Meu corpo inteiro doía e eu sabia que tinha uma marca horrível no meu rosto daquela noite, disso eu não consegui escapar, mas nada, nada, doía mais que ser mantido como um prisioneiro que fez algo muito grave. Eu tentei, juro que tentei conversar com meus pais nesses dias que se passaram, eu explicaria, contaria como tudo aconteceu e até inventaria algo se fosse necessário pra me livrar daquele castigo, mas eles nem ao menos quiseram me ouvir. Eu não sabia o que seria daqui pra frente, mas algo me dizia que as coisas só tendiam a piorar.

A porta do meu quarto fui se abrindo de repente, me fazendo parar com os pensamentos – já que a única coisa que eu fazia nos últimos dias era pensar – e eu vi a dona Lurdes entrar com um prato e eu copo de suco na mão.

—Trouxe algo pra você comer. – Anunciou lançando um sorriso e deixando tudo em cima da mesinha.

—Obrigado, mas não tô com fome.

—Você tem que comer, filho.

Sua voz era repreensiva e não deixava margens pra que eu recusasse, o problema é que minha garganta estava fechada e eu sabia que nada passaria por ali. Observei ela se sentar ali do meu lado na cama e me olhar com os olhos doces, a expressão cansada, porém sempre sorridente. Me chamou abrindo os braços e bateu na sua própria perna numa atitude convidativa, deslizei até lá sem pensar duas vezes e deitei minha cabeça no seu colo pra depois receber seus carinhos no meu cabelo. Com isso, eu não pude evitar que lágrimas escorressem pelos meus olhos.

—O que eles vão fazer comigo? A senhora não ouviu nada? – Choraminguei.

—Não muita coisa. Eles estão bem reservados esses dias. – Sua voz era suave – Mas aconteceram varias ligações pra sua tia Maria, até mais que o normal, eu estranhei.

Levantei a cabeça para encará-la, estranhando esse fato.

—Será que ela tá querendo voltar pro Brasil?

—Não sei, Miguel. Tomara que sim, né, ela gostava tanto de você. E você e seus primos se davam tão bem quando crianças...

Sorri ao me relembrar disso, mas devido à atual situação, se eles voltassem não ia fazer a menor diferença, já que aparentemente eu estava destinado a ficar naquele quarto pra sempre.

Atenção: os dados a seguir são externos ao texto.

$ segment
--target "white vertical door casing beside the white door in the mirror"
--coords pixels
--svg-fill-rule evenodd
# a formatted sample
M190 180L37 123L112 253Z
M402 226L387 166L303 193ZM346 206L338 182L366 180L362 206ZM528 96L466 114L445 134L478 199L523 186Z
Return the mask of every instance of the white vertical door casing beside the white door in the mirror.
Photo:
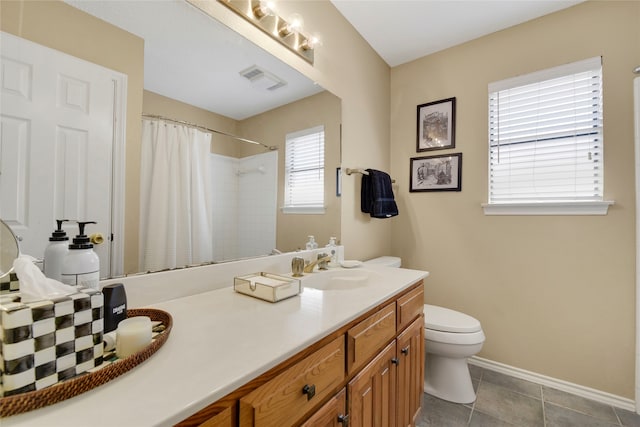
M124 275L124 207L127 142L127 75L113 72L113 164L111 177L111 274Z

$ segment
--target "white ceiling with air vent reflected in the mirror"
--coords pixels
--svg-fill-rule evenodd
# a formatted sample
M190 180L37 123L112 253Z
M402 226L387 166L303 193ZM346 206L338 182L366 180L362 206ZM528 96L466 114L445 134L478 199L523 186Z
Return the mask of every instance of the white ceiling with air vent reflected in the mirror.
M183 0L65 2L144 39L151 92L242 120L324 90ZM254 65L287 84L251 84L239 73Z

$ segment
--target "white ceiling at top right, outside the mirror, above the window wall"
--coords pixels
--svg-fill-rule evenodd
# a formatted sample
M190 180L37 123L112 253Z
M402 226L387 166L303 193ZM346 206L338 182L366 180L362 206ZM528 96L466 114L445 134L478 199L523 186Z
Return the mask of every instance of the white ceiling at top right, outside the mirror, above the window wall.
M331 0L391 67L584 0Z

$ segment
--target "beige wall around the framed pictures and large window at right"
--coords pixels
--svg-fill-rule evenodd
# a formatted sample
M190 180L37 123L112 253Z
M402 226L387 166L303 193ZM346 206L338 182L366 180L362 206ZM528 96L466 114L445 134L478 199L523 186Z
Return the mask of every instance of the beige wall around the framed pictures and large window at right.
M607 216L484 216L487 84L602 55ZM391 72L392 252L431 272L428 302L477 317L480 356L634 397L635 199L631 70L640 3L588 2ZM456 148L416 153L416 106L457 98ZM463 153L462 192L409 193L409 159Z

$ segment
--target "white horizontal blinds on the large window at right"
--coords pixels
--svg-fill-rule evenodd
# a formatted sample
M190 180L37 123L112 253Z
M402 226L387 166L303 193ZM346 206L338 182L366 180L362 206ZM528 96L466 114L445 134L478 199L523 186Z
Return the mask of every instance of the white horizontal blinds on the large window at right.
M489 85L489 204L601 201L600 57Z

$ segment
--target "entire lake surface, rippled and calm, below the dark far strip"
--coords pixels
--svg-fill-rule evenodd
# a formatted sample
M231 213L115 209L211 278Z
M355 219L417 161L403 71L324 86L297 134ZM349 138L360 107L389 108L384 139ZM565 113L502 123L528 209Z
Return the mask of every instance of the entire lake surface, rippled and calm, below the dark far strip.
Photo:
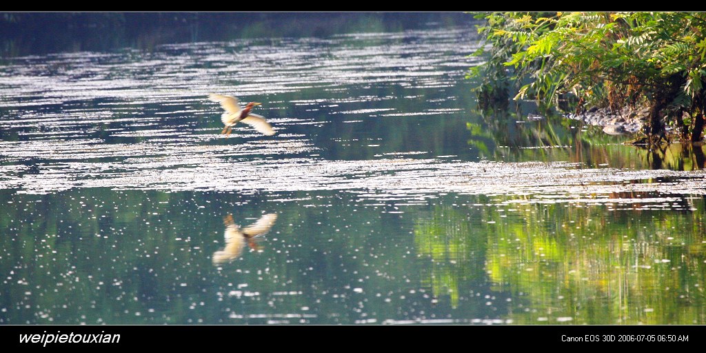
M0 323L706 323L705 148L480 111L473 23L405 16L6 57Z

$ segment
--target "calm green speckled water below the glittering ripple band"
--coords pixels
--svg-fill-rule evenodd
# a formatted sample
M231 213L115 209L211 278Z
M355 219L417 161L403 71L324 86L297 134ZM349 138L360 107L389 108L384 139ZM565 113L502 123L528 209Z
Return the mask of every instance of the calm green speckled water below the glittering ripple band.
M2 191L0 319L706 323L703 198L609 197L395 207L335 192ZM213 266L222 215L270 212L261 252Z

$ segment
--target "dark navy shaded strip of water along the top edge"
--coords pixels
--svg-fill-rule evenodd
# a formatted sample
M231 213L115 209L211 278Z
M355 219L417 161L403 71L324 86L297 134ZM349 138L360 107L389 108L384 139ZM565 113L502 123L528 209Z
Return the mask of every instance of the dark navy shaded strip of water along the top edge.
M107 52L125 47L265 37L331 37L465 25L464 13L391 12L59 12L0 13L0 57Z

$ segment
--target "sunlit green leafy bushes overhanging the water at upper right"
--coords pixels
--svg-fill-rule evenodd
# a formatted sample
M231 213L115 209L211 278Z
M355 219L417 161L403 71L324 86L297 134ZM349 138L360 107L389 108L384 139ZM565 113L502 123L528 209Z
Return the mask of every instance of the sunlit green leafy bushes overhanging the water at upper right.
M633 112L644 136L702 143L706 110L706 13L477 13L486 62L477 78L481 109L537 100L565 114ZM605 114L609 115L609 114ZM612 118L611 118L612 119Z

—Dona Lurdes... Além da minha tia, mas alguém li...ligou? Sei lá.

Indaguei com curiosidade, mas tentando disfarçar minha curiosidade súbita com aquele assunto. Eu não sabia o que esperava com aquela pergunta, muito menos com a resposta que receberia, mas simplesmente saiu.

—Sua amiga ligou. – Esclareceu.

—Só ela?

Tentei não colocar um tom de muita expectativa na voz e não me deixei decepcionar com a primeira resposta. Foi só uma semana. Talvez ele não esteja mesmo ligando muito pro meu sumiço a ponto de ligar ou vir atrás, talvez só eu tenha sentido saudades dele.